Getting started
================
A ``csuite`` workflow wraps multiple tools into one streamlined pipeline. We optimised for nicely integrated workflows that start from as many raw inputs as possible (query and target fasta files, query protein structures), but are not too time- or resource-intensive to run in one go.
Remote runs nicely allow for this as much of the heavy lifting has been outsourced to a webserver. However, for local runs, we kept heavy upstream tasks that are not directly related to the search itself out of the pipeline. These should be run separately beforehand.
.. tip::
For more extensive documentation of all options and outputs, we refer to the documentation of the csuite member tools (`cblaster `_, `cfoldseeker `_, `CAGEcleaner `_).
Remote searches
---------------
Remote runs are the easiest to get started.
For **structure-based searches** against the AFDB50 database at default settings, run the ``remote_struc`` workflow.
.. code-block:: bash
csuite remote_struc -q -uma
To **include hit dereplication** at default settings (genome-based at 99% identity and 80% coverage), run the ``remote_struc_derep`` workflow. *Don't forget to download the location of the UniProt ID mapping table!*
.. code-block:: bash
csuite remote_struc_derep -q -uma
**Sequence-based searches** against the default database (NCBI nr) at default search settings can be done using the ``remote_seq`` workflow.
.. code-block:: bash
csuite remote_seq -q
To **include a region-based hit dereplication** with sequence margins of 5 kb, run the ``remote_seq_derep`` workflow with the additional non-default dereplication settings.
.. code-block:: bash
csuite remote_seq_derep -q --derep-method regions -m 5000
Local searches
--------------
**Local sequence-based runs** are fully covered starting from your local Genbank genome files. For example, to run a local sequence-based search with default hit dereplication, run the ``local_seq_derep`` workflow. This will construct a cblaster genome database and search your query sequences against it.
.. code-block:: bash
csuite local_seq_derep -q -gb
**Local structure-based searches** may still require some time- and resource-intensive tasks to be done beforehand. These may include generating a target protein structure database from your sequence database using ProstT5, and/or preclustering your target sequence database using MMseqs2.
For example, to run a local structure-based search against a preclustered sequence database, you need to execute a MMseqs2 clustering and then generate protein structures for the sequence cluster representatives using ProstT5 via FoldSeek.
.. tip::
For a thorough walkthrough of the necessary prior work for local structure-based searches with preclustering, check out the `cfoldseeker tutorial `_.
.. warning::
MMseqs2 clustering and ProstT5 protein structure generation are computationally heavy tasks! Consider moving to an HPC environment (with GPUs).

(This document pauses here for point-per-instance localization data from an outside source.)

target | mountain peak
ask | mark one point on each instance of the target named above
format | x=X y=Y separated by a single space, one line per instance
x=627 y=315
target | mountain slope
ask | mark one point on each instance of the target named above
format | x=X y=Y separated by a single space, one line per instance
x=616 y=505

For example, the command sequence for a local structure-based search against a preclustered database of NCBI-sourced proteomes with genome-based hit dereplication at an identity threshold of 96% might look like below.
.. code-block:: bash
# prior work
mmseqs easy-linclust /\*.faa clustered tmp
foldseek createdb clustered_rep_seq.fasta clustered_rep_struc_DB --prostt5-model
# search itself
csuite local_struc_derep \
-q \
--context-input \
--context-parsing-mode \
--search-mode local_clustered \
-ldb clustered_rep_struc_DB
-scl clustered_cluster.tsv \
--derep-method genomes \
-i 96
Report generation
-----------------
For any workflow, run the ``report`` workflow afterwards to get **typical cblaster-like outputs** from the newly generated session file (e.g. binary presence/absence table, summary file, clinker plot...). See the `cblaster docs `_ for more information.
.. code-block:: bash
csuite report -s
Sequence extraction
-------------------
Both sequence extraction workflows facilitate generating Genbank files for each identified cluster, which allows for downstream analyses using other tools.
The remote-mode sequence extractor uses `cblaster extract_clusters` to fetch the sequences remotely from NCBI, and supports both sequence- and structure-based search sessions. The local-mode extractor calls `cfoldseeker-seqs` to do the local sequence fetching for both sequence- and structure-based search sessions.
To extract all cluster Genbank files from a **remote search** session into a folder `clusters`, run
.. code-block:: bash
csuite remote_extract -s -o clusters
For more specifics on the filtering options, have a look at the `cblaster extract_clusters documentation `_.
To extract all cluster Genbanks from a **local search** session into a folder `clusters`, add the path to your folder of local genome Genbank files.
.. code-block:: bash
csuite local_extract -s -o clusters -gb
For more specifics on the filtering options, have a look at the `cfoldseeker-seqs documentation `_.